Choć posiadanie jakiegoś wyboru bez wątpienia jest czymś lepszym niż jego brak, więcej możliwości nie zawsze oznacza lepiej. Przytłaczają nas pytania i wątpliwości.

Czy aby na pewno wybrałem najlepiej jak potrafiłem?

A co by było gdybym wybrał coś innego?

Czy sprawdziłem wszystko?

Chcemy myśleć o sobie dobrze. Postrzegamy się jako ludzi odpowiedzialnych i starających się unikać błędów, racjonalnych i niepoddających się manipulacji.

Tymczasem wybierając często popełniamy dokładnie te same błędy: zaczynamy szukać nie wiedząc czego dokładnie; próbujemy porównywać co pozwala nam uświadomić sobie, że nic nie jest doskonałe, a do tego ciągle zmieniamy i uzupełniamylistę kryteriów oceny. Aby dobrze wybrać musimy się ciągle uczyć, dowiadywać nowych rzeczy, znać się. A i tak suma summarum uświadamiamy sobie, że nasza wiedza pełna jest dziur a nasze decyzje pozostają niedoskonałe. W tym kontekście mnożenie opcji paraliżuje. Przypominamy marionetki, którym ktoś poprzyczepiał zbyt wiele sznurków. Tracimy jasność myślenia, nie jesteśmy w stanie rozważyć wszystkich opcji.

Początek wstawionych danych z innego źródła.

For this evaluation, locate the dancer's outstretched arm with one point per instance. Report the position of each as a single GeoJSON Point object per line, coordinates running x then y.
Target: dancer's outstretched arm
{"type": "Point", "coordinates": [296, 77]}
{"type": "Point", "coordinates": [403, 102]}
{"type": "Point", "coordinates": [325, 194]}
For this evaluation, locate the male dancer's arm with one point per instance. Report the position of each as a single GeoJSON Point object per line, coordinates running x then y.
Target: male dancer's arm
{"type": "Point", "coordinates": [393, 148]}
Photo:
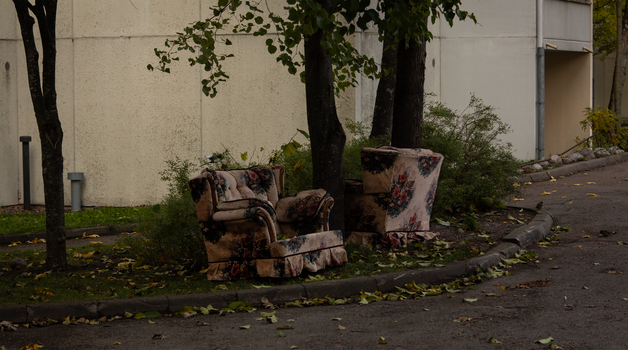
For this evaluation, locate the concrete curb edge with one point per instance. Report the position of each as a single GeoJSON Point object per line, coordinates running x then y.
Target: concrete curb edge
{"type": "Point", "coordinates": [519, 238]}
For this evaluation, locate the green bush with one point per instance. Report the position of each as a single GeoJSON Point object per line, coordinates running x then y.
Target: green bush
{"type": "Point", "coordinates": [603, 121]}
{"type": "Point", "coordinates": [298, 166]}
{"type": "Point", "coordinates": [170, 233]}
{"type": "Point", "coordinates": [477, 164]}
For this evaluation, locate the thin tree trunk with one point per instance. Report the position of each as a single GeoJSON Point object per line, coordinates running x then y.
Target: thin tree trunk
{"type": "Point", "coordinates": [385, 99]}
{"type": "Point", "coordinates": [407, 128]}
{"type": "Point", "coordinates": [619, 74]}
{"type": "Point", "coordinates": [327, 136]}
{"type": "Point", "coordinates": [44, 98]}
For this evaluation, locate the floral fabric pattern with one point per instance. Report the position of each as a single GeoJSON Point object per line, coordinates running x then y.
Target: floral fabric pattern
{"type": "Point", "coordinates": [237, 212]}
{"type": "Point", "coordinates": [396, 199]}
{"type": "Point", "coordinates": [304, 206]}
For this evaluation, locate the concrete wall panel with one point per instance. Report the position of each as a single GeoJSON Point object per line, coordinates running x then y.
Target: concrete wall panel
{"type": "Point", "coordinates": [261, 105]}
{"type": "Point", "coordinates": [567, 94]}
{"type": "Point", "coordinates": [112, 18]}
{"type": "Point", "coordinates": [565, 20]}
{"type": "Point", "coordinates": [502, 18]}
{"type": "Point", "coordinates": [129, 120]}
{"type": "Point", "coordinates": [10, 148]}
{"type": "Point", "coordinates": [502, 72]}
{"type": "Point", "coordinates": [8, 20]}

Do tego dochodzi wzbogacona retoryka listy składników, poezja etykietek, oleodruki opakowań, katalogi obietnic, wyidealizowane obrazy doznań. Stąd u części z nas pojawia się tęsknota za prostotą, za zadowoleniem z tego co mamy, kim jesteśmy, gdzie mieszkamy i co robimy. Staramy się uciec od tyrani wyborów, a tym samym od poczucia, że to co mamy nam nie wystarcza.

Więcej opcji już dawno przestało być odpowiedzią.

*****************************

Renata Salcel (2010) Choice, Profile Books.